Philippe VI de Valois : une dynastie nouvelle, une guerre qui s’ouvre (1328–1350) · LE MOYEN ÂGE CLASSIQUE
Philippe VI doit consolider une dynastie nouvelle. Au début des années 1330, son fils Jean (futur Jean II, dit “le Bon”) est l’enjeu principal : un mariage prestigieux et une alliance solide renforcent la légitimité des Valois, au moment où des prétentions alternatives existent.
Philippe VI regarde vers l’est plutôt que vers l’Angleterre. Le roi de Bohême Jean de Luxembourg est endetté mais ambitieux et très présent à la cour de France. Le contexte lui est favorable : le conflit entre l’Empire et la papauté d’Avignon affaiblit le Saint‑Empire et ouvre des possibilités en Italie du Nord.
En janvier 1332, Philippe VI propose une alliance cimentée par le mariage de Jean avec l’une des filles de Jean de Luxembourg.
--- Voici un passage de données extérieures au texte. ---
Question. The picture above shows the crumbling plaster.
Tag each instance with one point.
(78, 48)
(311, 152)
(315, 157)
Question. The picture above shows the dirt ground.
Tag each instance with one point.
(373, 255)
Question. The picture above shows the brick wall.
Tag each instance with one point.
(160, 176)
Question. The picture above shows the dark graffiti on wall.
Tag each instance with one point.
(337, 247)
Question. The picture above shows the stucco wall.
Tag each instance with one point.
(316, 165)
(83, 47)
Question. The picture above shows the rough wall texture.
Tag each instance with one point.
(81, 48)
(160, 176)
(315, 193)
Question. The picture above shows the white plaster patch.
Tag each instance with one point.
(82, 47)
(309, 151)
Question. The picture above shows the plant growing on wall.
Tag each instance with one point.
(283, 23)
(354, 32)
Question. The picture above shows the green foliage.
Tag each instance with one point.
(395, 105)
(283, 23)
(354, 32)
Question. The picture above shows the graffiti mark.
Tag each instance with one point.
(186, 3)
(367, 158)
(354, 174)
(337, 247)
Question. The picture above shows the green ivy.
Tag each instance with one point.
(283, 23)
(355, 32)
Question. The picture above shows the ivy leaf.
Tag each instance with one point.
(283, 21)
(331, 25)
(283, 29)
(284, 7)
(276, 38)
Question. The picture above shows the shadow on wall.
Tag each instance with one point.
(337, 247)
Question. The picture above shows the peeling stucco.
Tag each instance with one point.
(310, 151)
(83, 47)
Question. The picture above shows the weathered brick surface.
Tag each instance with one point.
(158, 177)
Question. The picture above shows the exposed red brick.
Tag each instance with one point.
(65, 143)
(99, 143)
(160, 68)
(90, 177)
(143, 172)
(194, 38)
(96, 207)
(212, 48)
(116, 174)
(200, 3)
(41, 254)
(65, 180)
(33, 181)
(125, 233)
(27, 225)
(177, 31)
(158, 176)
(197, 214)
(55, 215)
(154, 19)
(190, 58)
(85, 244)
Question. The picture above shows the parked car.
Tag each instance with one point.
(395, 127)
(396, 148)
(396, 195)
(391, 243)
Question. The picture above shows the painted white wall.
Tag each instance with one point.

Le traité conclu à Fontainebleau encadre aussi l’aide militaire : le roi de Bohême doit fournir des hommes d’armes selon le théâtre d’opérations (Champagne/Amiénois ou zones plus lointaines).
Le choix se porte sur Bonne de Luxembourg, plus âgée que sa sœur et en âge de procréer. La dot est fixée à 120 000 florins. Philippe VI associe aussi son fils au pouvoir en lui donnant un apanage majeur : la Normandie, afin de renforcer la stabilité dynastique.
L’alliance nourrit des projets italiens : Jean de Luxembourg cherche des positions en Lombardie, avec l’idée d’un ensemble guelfe en Italie du Nord sous influence pontificale. Mais les résistances locales et les ligues urbaines limitent ces ambitions : des villes repassent sous l’influence des Visconti (automne 1332) et la dynamique s’essouffle dans les années suivantes.